Evil gang who preyed on vulnerable behind bars
A GANG of gypsy travellers are behind bars after a savage campaign of kidnappings, violence and intimidation against terrified workers.
The clan were lead by fearsome Robert McPhee – nicknamed The Tank Commander.
The 65-year-old teamed up with sons James, 45, and Steven McPhee, 37, as well as son-in-law John Miller, 38, to prey on vulnerable men.
The victims – eight in total – came from broken or troubled backgrounds.
One managed to escape but was caught at Glasgow’s Central station and hauled back.
The men were promised work and money doing jobs such as monoblocking driveways for the notorious family.
But, they did mammoth shifts for little or no pay – and were brutally punished if they complained or attempted to escape.
One tortured victim told how he was battered and “taught a lesson” when he tried to get away.
Another lived in a caravan with no water or toilet – before later being told he was “owned” by the family. Jurors heard further grim evidence of a petrified worker “left cowering like a dog” due to the abuse.

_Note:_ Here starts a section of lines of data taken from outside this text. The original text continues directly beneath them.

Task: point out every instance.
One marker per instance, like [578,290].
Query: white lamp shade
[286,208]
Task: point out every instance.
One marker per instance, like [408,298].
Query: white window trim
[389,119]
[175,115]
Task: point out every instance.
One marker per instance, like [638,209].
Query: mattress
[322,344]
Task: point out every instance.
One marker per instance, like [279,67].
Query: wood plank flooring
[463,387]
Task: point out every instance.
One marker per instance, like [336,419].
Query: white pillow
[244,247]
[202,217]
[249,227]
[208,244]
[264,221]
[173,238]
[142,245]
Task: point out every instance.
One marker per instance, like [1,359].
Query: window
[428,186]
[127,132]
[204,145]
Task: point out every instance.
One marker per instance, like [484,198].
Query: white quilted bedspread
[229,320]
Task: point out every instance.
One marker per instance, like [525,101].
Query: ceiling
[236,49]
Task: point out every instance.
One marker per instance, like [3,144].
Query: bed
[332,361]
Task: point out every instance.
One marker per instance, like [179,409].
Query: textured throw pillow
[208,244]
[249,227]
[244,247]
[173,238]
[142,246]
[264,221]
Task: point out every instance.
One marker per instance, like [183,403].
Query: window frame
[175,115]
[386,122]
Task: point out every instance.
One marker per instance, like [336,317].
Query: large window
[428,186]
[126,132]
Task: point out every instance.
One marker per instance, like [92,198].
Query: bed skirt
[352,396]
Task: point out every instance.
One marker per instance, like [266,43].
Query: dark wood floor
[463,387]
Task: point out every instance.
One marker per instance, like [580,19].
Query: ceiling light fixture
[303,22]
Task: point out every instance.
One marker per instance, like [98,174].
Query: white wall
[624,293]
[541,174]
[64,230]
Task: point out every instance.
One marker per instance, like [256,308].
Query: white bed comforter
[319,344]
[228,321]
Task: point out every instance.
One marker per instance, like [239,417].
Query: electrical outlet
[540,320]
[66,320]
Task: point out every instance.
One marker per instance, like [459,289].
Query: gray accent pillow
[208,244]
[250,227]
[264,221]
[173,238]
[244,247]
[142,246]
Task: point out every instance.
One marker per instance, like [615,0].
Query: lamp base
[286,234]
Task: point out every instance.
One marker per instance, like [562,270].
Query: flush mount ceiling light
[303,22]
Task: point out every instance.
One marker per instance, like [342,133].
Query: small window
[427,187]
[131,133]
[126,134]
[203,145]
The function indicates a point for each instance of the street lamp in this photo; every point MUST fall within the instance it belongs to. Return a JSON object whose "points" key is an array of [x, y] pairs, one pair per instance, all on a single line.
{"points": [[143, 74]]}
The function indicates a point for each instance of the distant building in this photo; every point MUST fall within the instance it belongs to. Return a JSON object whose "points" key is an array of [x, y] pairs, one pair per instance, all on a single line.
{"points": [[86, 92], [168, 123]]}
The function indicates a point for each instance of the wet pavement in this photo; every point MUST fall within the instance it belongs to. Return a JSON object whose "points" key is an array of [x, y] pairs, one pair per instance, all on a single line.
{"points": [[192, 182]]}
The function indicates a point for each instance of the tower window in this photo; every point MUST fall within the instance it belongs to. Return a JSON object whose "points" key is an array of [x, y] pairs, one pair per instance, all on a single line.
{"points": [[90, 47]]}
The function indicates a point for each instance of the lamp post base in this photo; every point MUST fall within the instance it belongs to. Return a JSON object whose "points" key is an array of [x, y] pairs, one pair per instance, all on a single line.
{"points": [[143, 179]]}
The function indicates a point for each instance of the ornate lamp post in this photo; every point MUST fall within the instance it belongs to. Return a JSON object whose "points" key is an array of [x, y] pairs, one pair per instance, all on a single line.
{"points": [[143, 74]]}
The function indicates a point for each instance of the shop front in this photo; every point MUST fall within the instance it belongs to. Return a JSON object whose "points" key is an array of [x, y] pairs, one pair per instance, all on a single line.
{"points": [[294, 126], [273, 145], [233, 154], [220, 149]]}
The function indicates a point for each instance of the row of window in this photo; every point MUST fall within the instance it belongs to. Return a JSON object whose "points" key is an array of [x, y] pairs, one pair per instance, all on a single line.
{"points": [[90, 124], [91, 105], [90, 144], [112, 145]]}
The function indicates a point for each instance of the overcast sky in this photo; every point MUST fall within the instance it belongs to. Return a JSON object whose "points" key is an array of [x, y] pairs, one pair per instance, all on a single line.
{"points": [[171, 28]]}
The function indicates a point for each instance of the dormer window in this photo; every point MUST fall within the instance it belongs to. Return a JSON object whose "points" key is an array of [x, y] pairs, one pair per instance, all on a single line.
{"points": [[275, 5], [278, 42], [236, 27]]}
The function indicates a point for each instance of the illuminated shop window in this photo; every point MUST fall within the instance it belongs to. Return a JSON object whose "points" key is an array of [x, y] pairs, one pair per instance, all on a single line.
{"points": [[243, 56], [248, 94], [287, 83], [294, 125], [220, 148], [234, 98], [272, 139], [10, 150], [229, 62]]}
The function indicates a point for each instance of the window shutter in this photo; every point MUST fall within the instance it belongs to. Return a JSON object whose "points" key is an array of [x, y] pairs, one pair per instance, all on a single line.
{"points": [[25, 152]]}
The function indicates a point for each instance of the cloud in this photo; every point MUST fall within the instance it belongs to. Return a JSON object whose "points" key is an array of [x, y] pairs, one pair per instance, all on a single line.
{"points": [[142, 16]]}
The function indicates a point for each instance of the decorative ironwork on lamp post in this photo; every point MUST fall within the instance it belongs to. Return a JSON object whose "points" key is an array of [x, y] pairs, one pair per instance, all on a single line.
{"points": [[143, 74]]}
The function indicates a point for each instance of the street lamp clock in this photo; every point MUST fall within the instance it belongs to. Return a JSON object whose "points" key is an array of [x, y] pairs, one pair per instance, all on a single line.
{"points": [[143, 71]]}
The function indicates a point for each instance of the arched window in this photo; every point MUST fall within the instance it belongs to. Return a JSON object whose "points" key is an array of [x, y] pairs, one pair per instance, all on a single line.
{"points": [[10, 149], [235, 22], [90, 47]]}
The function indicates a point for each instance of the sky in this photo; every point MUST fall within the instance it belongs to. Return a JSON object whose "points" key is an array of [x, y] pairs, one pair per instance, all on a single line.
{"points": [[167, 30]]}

One man who fled was also told he had a £5,000 bounty on his head and would be “skinned” with a razor unless he returned.
The gang denied the charges claiming they were picked on by “overzealous” police.
But they were found guilty following a five week trial at the High Court in Glasgow.
Robert McPhee – known as Bobby – was convicted of 14 charges, James McPhee eight and John Miller was found guilty of two.
The catalogue of crimes included abductions, assaults and holding workers against their will or in “servitude”.
Steven McPhee had also stood trial, but he admitted to an assaulting one worker near the end of the case.
The crimes spanned between 1992 and 2016.
They stayed at a number of traveller sites across Scotland including one in Bathgate, West Lo- thian and another in Larkhall, South Lanarkshire.
They latterly had a base at Curryside Piggery in Shotts, South Lanarkshire.
Prosecutors said workers were “well chosen” due to being “vulnerable” making them “ripe” to be manipulated.
James Keith was a homeless teenager when he was approached. He was kept in a caravan with no running water.
James was “scared” of Robert McPhee who dished out beatings if more work had not been generated.
James later fled in terror, but remembered being “captured”.
The four were all remanded in custody ahead of sentencing next month.